De voorstanders van de A6-A9-tunnel (een tunnel door de Gooi- en Vechtstreek en langs het Naardermeer) stellen een schrikbeeld in het vooruitzicht als de nieuwe snelwegtunnel er niet komt: het alternattief is een verdubbelde snelweg dwars door Amsterdam, de huidige Gaasperdammerweg. Ook dat is retorisch sterk, maar het klopt niet. Het hele idee achter het plan van gemeente en milieu-organisaties voor de Gaasperdammerweg (de zogenaamde ‘stroomlijnvariant’) is juist om het béter te maken voor de bewoners er om heen.
De bewoners van Gaasperdam en Zuid-oost wonen nu aan een weg die nooit was bedoeld als snelweg maar dat uiteindelijk wél geworden is. Bijna zonder maatregelen tegen overlast en zonder dat de weg ooit is ingepast in de omgeving rijden hier grote hoeveelheden auto’s langs. De Amsterdamse stroomlijnvariant kan deze weinig aantrekkelijke situatie oplossen.
Dat kan door de bestaande weg dieper te leggen en er daken op te leggen, overkluizen in jargon. Om de bewoners goed te beschermen moet zo’n drie kilometer van de weg worden overkluisd. Daardoor neemt niet alleen de geluidhinder en de luchtvervuiling flink af, de snelweg is dan ook eindelijk geen betonnen barrière meer tussen twee stukken Amsterdam. De bewoners van Zuid-Oost en Gaasperdam strijden hier al decennia voor. Er kunnen zelfs huizen bij worden gebouwd, er kan een park op aangelegd worden, de stad wordt weer één. En de achtertuin vasn Amsterdam, de Gein en Vechtstreek, wordt door de Amsterdamse stroomlijnvariant niet alleen behouden maar plotseling ook veel bereikbaarder, doordat je niet eerst op een snelweg stuit als je de stad uitfietst.
De deelraad van Amsterdam Zuidoost sprak zich onlangs unaniem uit voor deze Gaasperdammer-wegvariant, juist omdat het de leefbaarheid verbetert.

De Amsterdamse variant gaat bovendien niet alleen over asfalt. Verbetering van het openbaar vervoer en invoering van de kilometerprijs zullen er voor zorgen dat het verkeer veel minder toeneemt dan in de berekening waar de minister van uit gaat. Onderzoek van het ministerie zelf laat zien dat de kilometerprijs zorgt voor een sterke afname van de files. De kilometerprijs moet rond 2012 ingevoerd zijn; tunnels aanleggen en wegen verbreden duurt langer. Het is dan ook vreemd dat hetzelfde ministerie bij het berekenen van de benodigde wegcapaciteit de effecten van die kilometerprijs niet of nauwelijks meeneemt.
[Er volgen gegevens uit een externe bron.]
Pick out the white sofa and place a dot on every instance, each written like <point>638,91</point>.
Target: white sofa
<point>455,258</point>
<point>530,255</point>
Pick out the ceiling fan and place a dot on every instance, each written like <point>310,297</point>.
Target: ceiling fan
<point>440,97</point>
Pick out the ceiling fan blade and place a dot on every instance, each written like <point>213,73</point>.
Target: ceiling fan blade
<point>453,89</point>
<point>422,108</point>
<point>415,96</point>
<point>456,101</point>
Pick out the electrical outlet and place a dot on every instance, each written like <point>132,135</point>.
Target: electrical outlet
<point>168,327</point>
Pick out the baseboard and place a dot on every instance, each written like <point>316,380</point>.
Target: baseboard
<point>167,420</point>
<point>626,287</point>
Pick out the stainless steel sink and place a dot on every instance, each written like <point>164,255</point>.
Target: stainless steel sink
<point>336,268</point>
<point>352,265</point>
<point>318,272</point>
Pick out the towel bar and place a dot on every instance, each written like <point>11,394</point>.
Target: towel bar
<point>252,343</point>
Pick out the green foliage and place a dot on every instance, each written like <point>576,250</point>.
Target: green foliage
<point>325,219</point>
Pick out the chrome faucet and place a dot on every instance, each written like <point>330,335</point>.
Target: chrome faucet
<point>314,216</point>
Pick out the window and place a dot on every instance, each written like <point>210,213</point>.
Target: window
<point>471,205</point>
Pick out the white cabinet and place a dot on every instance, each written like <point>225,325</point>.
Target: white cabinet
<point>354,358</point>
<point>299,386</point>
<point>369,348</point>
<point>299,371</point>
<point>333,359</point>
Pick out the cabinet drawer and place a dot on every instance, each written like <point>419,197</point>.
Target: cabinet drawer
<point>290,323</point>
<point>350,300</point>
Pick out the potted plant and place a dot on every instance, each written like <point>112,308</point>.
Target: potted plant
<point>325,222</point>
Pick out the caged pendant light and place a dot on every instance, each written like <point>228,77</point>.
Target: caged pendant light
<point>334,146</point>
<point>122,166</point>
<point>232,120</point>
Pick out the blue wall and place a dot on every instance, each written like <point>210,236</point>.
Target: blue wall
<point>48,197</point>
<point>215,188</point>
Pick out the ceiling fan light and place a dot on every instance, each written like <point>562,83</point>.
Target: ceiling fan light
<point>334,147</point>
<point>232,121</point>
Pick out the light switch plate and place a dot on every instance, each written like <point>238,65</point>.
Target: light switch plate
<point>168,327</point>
Het alternatief voor de tunnel langs het Naardermeer is kortom geen stinkende snelweg door Amsterdam Zuid-Oost, maar een combinatie van beter openbaar vervoer, invoering van betalen-per-kilometer en het écht toekomstbestendig maken van de snelweg die nu al door Zuid-Oost loopt.
Een alternatief dat dus niet alleen de bereikbaarheid verbetert, maar ook de leefbaarheid en stedelijke kwaliteit, en zorgt voor behoud van mooi landschap en recreatiegebied.